Because of the link between social media’s speech moderation policies and its irresponsible management of user data, Congress can’t improve Big Tech’s practices without addressing its surveillance-based business models. And although large tech companies have endorsed changes to Section 230 and may endorse further changes to Section 230 in the future, they will probably never endorse real, comprehensive privacy-protective legislation.

That the Internet Association and its members have fought tooth-and-nail to stop privacy protective legislation while lobbying for bills undermining Section 230 says all you need to know about which type of regulation they see as the greater threat to their bottom line.

Any federal privacy bill must have a private right of action: if a company breaks the law and infringes on our privacy rights, it’s not enough to put a government agency in charge of enforcing the law. Users should have the right to sue the companies, and it should be impossible to sign away those rights in a terms-of-service agreement. The law must also forbid companies from selling privacy as a service: all users must enjoy the same privacy rights regardless of what we’re paying—or being paid—for the service.

The recent fights over the California Consumer Privacy Act serve as a useful example of how tech companies can give lip service to the idea of privacy-protecting legislation while actually insulating themselves from it. After the law passed in 2018, the Internet Association—a trade group representing Big Tech powerhouses like Facebook, Twitter, and Google—spent nearly $176,000 lobbying the California legislature to weaken the law. Most damningly, the IA tried to pass a bill exempting surveillance-based advertising from the practices from which the law protects consumers. That’s right: big tech companies tried to pass a law protecting their own invasive advertising practices that helped cement their dominance in the first place. That the Internet Association and its members have fought tooth-and-nail to stop privacy protective legislation while lobbying for bills undermining Section 230 says all you need to know about which type of regulation they see as the greater threat to their bottom line.

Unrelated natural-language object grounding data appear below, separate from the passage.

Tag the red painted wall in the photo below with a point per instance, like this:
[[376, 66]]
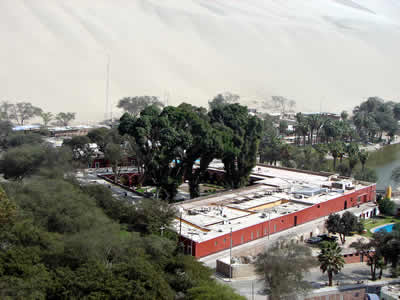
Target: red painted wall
[[282, 223]]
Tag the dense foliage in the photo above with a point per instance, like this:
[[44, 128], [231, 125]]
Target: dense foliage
[[170, 141], [63, 240], [282, 269]]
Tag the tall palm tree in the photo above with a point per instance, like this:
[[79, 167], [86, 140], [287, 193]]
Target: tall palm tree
[[363, 156], [330, 259], [335, 148], [314, 123]]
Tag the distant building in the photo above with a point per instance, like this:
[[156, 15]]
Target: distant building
[[390, 292]]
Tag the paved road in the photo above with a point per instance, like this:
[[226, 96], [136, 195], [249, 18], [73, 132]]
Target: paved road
[[118, 192], [350, 275]]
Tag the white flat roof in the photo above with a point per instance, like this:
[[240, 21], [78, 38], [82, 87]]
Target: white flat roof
[[271, 197]]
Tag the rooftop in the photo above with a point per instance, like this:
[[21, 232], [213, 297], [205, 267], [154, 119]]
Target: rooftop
[[277, 192]]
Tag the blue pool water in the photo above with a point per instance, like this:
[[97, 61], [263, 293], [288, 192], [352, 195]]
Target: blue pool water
[[387, 228]]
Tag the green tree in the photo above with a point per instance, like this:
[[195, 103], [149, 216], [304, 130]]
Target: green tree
[[368, 175], [386, 206], [8, 209], [64, 118], [372, 251], [330, 259], [283, 127], [342, 225], [134, 105], [213, 291], [363, 156], [80, 146], [223, 99], [353, 155], [46, 118], [314, 123], [282, 269], [100, 136], [344, 115], [114, 154], [20, 138], [335, 149], [22, 161], [241, 134], [157, 142], [23, 111], [395, 176], [281, 104], [5, 111]]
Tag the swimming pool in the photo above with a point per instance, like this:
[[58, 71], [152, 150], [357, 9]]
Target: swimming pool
[[387, 228]]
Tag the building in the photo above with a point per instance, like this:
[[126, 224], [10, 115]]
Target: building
[[390, 292], [279, 199]]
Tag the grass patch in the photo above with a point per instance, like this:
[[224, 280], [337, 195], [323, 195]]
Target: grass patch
[[378, 221]]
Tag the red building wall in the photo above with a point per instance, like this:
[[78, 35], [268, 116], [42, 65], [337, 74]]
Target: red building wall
[[282, 223]]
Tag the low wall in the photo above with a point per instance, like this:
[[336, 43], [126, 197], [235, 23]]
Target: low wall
[[238, 270], [248, 270]]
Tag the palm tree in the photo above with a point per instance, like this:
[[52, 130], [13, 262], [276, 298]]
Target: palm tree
[[302, 127], [363, 156], [46, 117], [314, 123], [336, 149], [353, 153], [330, 259]]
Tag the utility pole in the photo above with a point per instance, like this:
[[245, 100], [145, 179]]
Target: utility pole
[[107, 86], [162, 230], [230, 258]]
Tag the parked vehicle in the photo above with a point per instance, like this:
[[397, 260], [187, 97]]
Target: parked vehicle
[[326, 237], [314, 240]]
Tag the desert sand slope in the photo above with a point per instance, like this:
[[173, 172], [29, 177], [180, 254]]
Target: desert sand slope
[[332, 53]]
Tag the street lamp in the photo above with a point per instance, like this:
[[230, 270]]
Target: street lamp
[[230, 258], [162, 229]]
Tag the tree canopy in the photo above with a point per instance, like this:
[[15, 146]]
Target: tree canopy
[[134, 105], [282, 269]]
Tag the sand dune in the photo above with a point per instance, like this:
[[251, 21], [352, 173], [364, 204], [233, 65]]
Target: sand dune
[[329, 53]]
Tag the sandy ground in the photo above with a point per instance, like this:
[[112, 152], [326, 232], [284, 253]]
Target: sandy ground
[[327, 55]]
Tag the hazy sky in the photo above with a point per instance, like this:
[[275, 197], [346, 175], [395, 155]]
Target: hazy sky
[[332, 53]]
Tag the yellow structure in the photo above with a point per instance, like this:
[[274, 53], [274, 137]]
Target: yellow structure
[[389, 192]]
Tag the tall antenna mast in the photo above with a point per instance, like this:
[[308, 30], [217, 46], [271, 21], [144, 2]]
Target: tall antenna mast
[[108, 88]]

Section 230 has become a hot topic for politicians and commentators on both sides of the aisle. Whether it’s Republicans criticizing Big Tech for allegedly censoring conservatives or Democrats alleging that online platforms don’t do enough to fight harmful speech online, both sides seem increasingly convinced that they can change Big Tech’s social media practices by undermining Section 230. But history has shown that making it more difficult for platforms to maintain Section 230 protections will further isolate a few large tech companies from meaningful competition. If Congress wants to keep Big Tech in check, it must address the real problems head-on, passing legislation that will bring competition to Internet platforms and curb the unchecked, opaque user data practices at the heart of social media’s business models.

You’ll never hear Big Tech advocate that.